The X10 ships with the Android keyboard, and Sony Ericsson’s “standard keyboard.” After five minutes of using Sony Ericsson’s “standard” option, I had to revert back to the Android keyboard due to strange gesture problems. At times, typing would be decent, and other times, it was quirky and would miss letters. For those that frequently message, it’s quite the challenge to use. I’m hoping it’s either something that can be fixed with future updates, or that there are alternative on-screen keyboards in the marketplace.
The XPERIA X10 ships with an 8.1-megapixel camera with autofocus and flash, and in my testing, picture quality was outstanding. The camera performed well in most situations I was able to throw at it, and video quality was very good as well. Editing options include several “capturing modes” (normal, scene recognition, smile detection, and touch capture), a number of resolutions (8MP, 6MP, 2MP, and low 2MP), a variety of different scenes (normal, portrait, landscape, night scene, night portrait, beach and snow, sports, party, and document), and various focus modes (single autofocus, multi autofocus, macro, face detection, and infinity). Sony Ericsson has always prided itself in high-quality device cameras, and the XPERIA X10 doesn’t disappoint.
The unlocked device was tested in the Las Vegas and Charlotte areas using AT&T, and call quality was decent. Callers were able to hear me well, though I had a bit of background static on my end and an occasional dropped call. When visiting a known AT&T trouble spot in the Charlotte metropolitan area, I had trouble initiating calls. When testing the speakerphone in a noisy coffee shop, I was able to hear my callers without a problem.
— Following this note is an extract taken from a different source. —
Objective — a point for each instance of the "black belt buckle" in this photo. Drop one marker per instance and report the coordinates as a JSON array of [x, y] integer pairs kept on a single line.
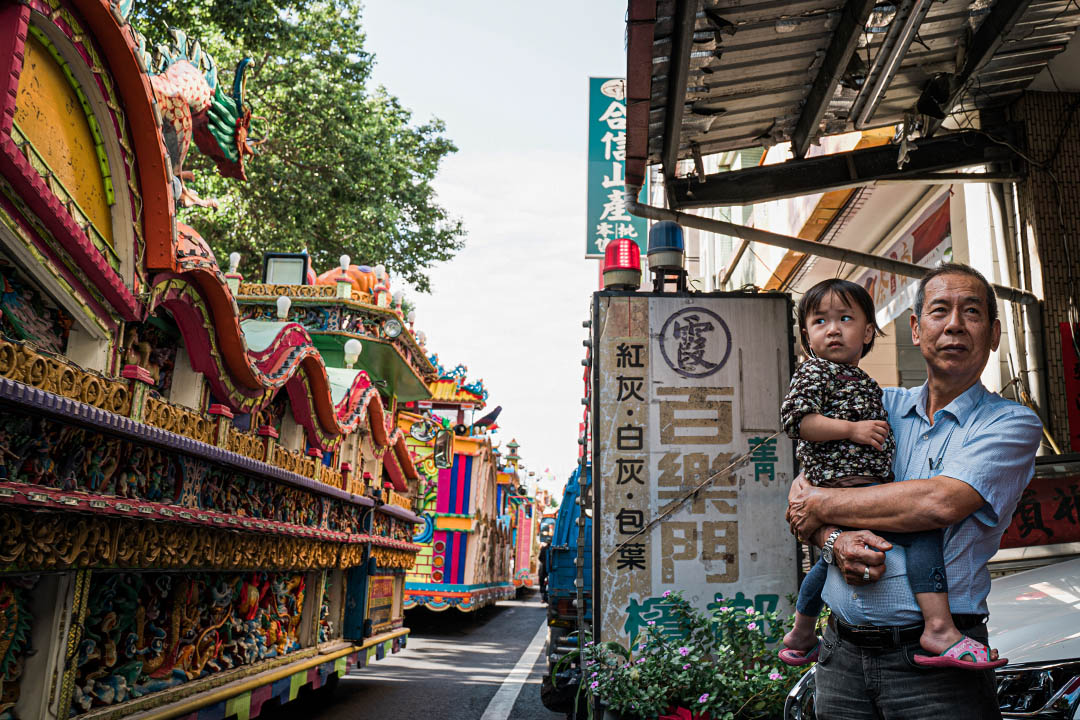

Though they said that they could hear the espresso machines in the background, it didn’t prevent us from having a conversation. I successfully paired my Plantronics Voyager Pro Bluetooth headset to the device without a problem, and callers said that I sounded equally clear. The only issue I encountered was the earpiece; it seemed a bit lower than other handsets on the market, even at the highest volume.
The XPERIA X10 offers 3G HSPA connectivity (on AT&T’s bands in the US), so browsing speeds were very quick. The full CNN webpage loaded in about 18 seconds, and the PhoneDog homepage loaded in 29 seconds. Other data-intensive tasks such as Google Maps, the Android Market, Google Talk, and Timescape worked well.
Estimated talk time is about 10 hours with 3G connectivity, and about 17 days of standby time. Like other smartphones on the market, the battery life on the X10 isn’t going to last that long, particularly during regular day-to-day use. With moderate to heavy use including calling, text messaging, browsing the internet, and use of Google Maps, I was able to get about a day and a half out of it before it powered down. It’s no featurephone, but given the abilities of the device, I found the battery life to be acceptable. For the individual that is away from the office on a regular basis, I’d recommend an extra battery or car charger.
The XPERIA X10 has a few quirks and issues that could prove frustrating to experienced smartphone users. That being said, most of the problems I encountered could be fixed with software updates, and since Sony Ericsson has committed to providing updates on an ongoing basis, we could see them resolved over time. At any rate, the X10 is going to be one of those love or hate devices. I hope to see the XPERIA X10 land on a US carrier at some point in the near future, as I think it would make a great addition to any carrier’s Android lineup.